Он никак не мог разобраться в тех сложных ощущениях, которые вызывали в нем соседи, — жгучее раздражение уживалось в нем с желанием понять и простить. Всякий раз, когда он думал об Элизабет, в уме у него возникало слово «паршивка» и он поспешно принимался анализировать свои чувства, стремясь понять, откуда в нем такая злость. Он понимал, да и Паула тоже, наверно, это понимала, что если у него сжимается горло и бешено частит пульс из-за такой женщины, как Элизабет, то виной тому вовсе не ее округлые формы, а доходящее до глупости простодушие, предельное неведение, счастливая безответственность, какое-то чисто детское отсутствие здравого смысла, сулившие такую самозабвенную страсть, что при одной мысли о ней у него голова шла кругом. В нее можно было ринуться, как в омут, и позабыть обо всем — о законопроектах, о рукописных нотах, останутся только шлепки, да объятия, да смешки, да случайные ссоры, когда не разговариваешь по целым дням и умираешь от желания заговорить, и примирения, и всякие нежности, и ошалелые глаза.

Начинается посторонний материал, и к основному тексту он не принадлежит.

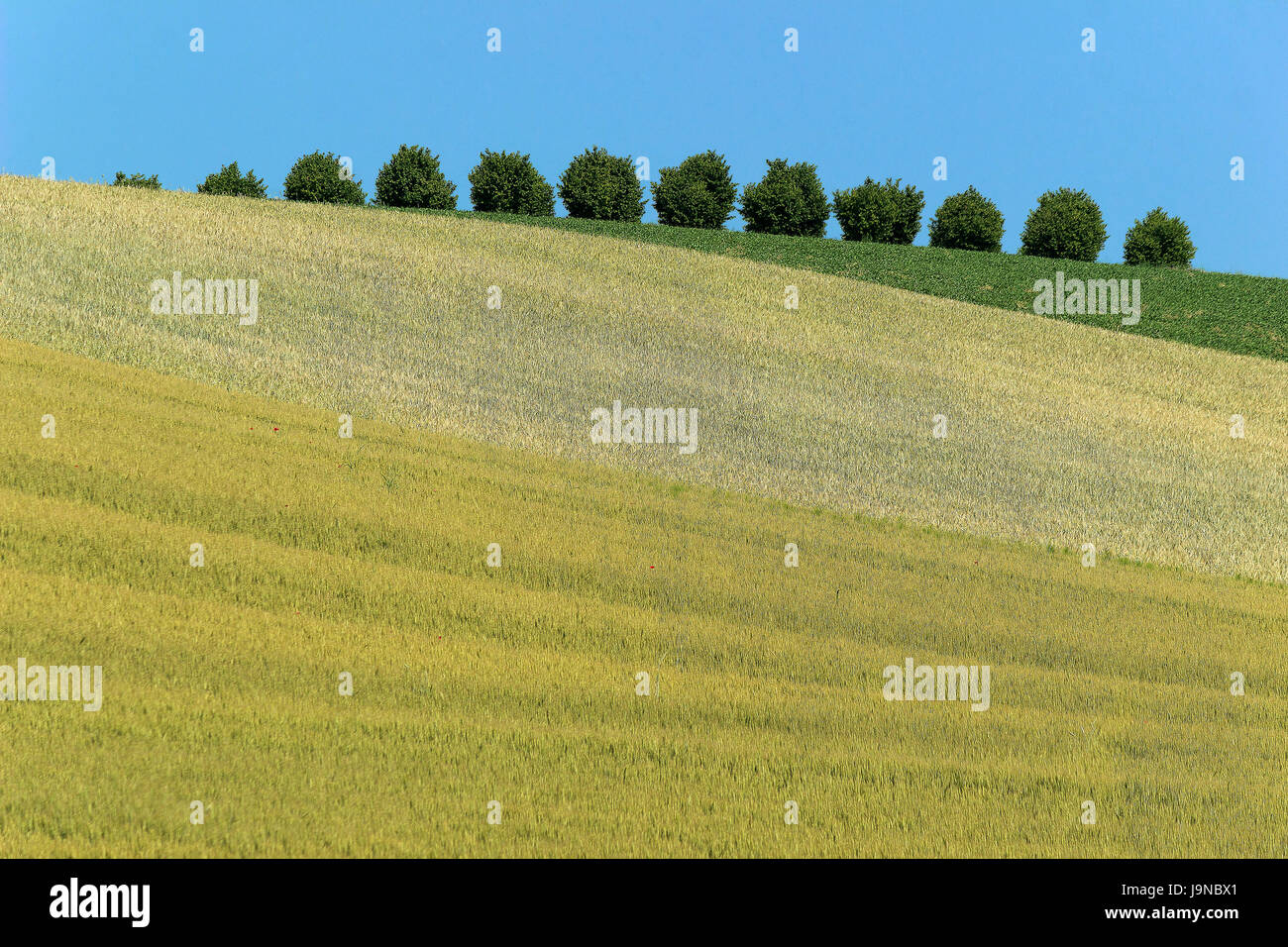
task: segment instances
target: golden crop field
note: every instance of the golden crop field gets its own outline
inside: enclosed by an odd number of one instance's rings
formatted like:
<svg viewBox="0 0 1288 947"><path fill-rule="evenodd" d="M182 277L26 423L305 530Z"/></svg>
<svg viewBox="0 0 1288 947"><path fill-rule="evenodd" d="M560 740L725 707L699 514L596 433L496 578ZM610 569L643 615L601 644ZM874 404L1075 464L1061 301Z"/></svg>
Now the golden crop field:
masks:
<svg viewBox="0 0 1288 947"><path fill-rule="evenodd" d="M692 486L1288 580L1288 363L544 228L13 177L0 253L8 338ZM151 312L176 271L258 280L256 325ZM614 399L696 410L699 448L592 445Z"/></svg>
<svg viewBox="0 0 1288 947"><path fill-rule="evenodd" d="M117 218L116 200L82 225ZM89 251L70 227L50 228L59 253ZM95 272L68 280L117 292ZM6 274L10 298L28 278ZM49 312L70 345L67 312ZM100 344L142 340L144 323L122 316ZM166 331L134 358L165 362ZM189 343L207 359L189 375L231 384L254 365L250 343L237 357ZM343 439L327 407L12 340L0 376L0 664L103 667L98 711L0 709L4 854L1282 854L1283 586L1110 557L1083 568L1074 550L361 415ZM1198 411L1235 384L1195 379L1175 402ZM420 397L394 406L404 421ZM907 657L989 665L990 706L885 700L882 669Z"/></svg>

Он вдруг с пронзительной очевидностью осознал, как ненавидел он все это, как избегал этого, как вымуштровал в Пауле ее олимпийское спокойствие. Умение вести перекрестные допросы приносило мало пользы в пререканиях с женой. «Не забывай, пожалуйста, у меня тоже есть чувства», — не раз сварливо напоминал он жене.

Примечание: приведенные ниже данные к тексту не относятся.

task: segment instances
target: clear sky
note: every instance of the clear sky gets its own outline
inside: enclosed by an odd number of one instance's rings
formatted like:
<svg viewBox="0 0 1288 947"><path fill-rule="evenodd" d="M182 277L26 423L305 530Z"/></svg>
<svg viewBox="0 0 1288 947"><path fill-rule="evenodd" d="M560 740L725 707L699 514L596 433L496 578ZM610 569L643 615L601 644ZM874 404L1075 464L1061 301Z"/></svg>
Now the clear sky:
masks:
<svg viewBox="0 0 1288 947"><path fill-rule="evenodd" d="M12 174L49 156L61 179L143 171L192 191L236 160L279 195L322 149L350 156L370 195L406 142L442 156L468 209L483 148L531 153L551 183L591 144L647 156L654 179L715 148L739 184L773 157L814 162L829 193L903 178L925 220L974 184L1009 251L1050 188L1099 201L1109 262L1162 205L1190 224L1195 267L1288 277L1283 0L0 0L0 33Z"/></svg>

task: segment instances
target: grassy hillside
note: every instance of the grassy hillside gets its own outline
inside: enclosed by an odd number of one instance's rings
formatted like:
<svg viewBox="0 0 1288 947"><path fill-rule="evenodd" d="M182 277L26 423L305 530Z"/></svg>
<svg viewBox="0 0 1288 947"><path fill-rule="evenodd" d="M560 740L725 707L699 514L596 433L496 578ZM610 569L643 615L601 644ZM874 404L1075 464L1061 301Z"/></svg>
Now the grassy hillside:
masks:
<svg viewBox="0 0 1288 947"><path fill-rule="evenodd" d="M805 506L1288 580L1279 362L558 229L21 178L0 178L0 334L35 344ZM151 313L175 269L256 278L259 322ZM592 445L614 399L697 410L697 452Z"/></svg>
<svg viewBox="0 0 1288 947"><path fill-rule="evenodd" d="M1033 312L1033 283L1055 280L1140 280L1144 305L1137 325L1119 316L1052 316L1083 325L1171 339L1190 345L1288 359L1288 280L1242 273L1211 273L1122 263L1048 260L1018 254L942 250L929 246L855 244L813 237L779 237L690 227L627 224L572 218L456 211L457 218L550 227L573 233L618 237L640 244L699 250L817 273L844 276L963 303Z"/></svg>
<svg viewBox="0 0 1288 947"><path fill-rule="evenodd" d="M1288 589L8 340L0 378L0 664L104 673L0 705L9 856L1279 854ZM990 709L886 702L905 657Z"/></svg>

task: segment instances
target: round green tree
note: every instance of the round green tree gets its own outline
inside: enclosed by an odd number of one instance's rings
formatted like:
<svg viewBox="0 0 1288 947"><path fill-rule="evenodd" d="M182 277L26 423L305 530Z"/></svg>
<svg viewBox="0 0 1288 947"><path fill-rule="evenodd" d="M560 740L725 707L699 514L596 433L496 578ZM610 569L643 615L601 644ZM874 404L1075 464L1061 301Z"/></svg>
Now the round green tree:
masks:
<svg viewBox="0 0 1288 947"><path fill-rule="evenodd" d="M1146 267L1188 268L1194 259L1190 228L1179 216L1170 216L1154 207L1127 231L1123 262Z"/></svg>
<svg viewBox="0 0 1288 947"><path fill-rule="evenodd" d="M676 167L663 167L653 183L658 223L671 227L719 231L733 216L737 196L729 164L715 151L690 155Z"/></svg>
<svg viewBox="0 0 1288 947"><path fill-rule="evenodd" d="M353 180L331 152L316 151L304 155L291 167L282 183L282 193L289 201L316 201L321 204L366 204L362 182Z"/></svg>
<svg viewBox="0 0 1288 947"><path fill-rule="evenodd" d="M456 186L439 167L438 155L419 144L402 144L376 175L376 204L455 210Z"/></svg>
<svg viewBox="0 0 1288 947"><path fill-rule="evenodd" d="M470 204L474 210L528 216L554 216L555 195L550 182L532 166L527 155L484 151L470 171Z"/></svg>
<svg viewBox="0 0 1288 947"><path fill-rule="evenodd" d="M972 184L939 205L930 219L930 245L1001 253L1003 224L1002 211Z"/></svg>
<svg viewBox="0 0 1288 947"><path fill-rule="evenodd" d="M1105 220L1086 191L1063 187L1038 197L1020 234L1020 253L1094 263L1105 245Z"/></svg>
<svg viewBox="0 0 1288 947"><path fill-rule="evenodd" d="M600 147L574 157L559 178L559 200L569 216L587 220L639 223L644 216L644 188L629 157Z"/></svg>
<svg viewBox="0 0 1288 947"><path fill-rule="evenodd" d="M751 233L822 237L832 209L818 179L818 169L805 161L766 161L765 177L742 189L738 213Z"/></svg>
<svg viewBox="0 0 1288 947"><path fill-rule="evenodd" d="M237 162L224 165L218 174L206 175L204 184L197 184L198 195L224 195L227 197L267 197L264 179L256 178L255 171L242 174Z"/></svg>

Френсис не мог удержать свои мысли под спудом, но и не видел в них ничего криминального, он с глубоким ужасом думал о Ларри, так смиренно покорившемся безрассудству жены. «Я бы посадил жену на цепь, если бы она стала устраивать мне такие штуки», — мелькнуло у него в голове. Мысль показалась ему забавной. Паулу никто не стал бы сажать на цепь, она не побуждала к таким действиям. Речь шла об абсолютно несовместимых понятиях. Паула была совершенно не из того теста, что Элизабет, она обладала редким для женщины здравомыслием. В ту пору, когда они поженились, ока еще не была столь рассудительна, но ведь то же самое он мог сказать и о себе. Что касается ее внешности, то, на его взгляд, она ничуть не изменилась к худшему. Особенной яркостью Паула не отличалась и прежде, зато она всегда была подтянута — гордость корсетной мастерицы, живое доказательство всемогущества хорошего туалета; она хорошо сохранилась и долго еще сохранится, невоспламеняющаяся и стройная.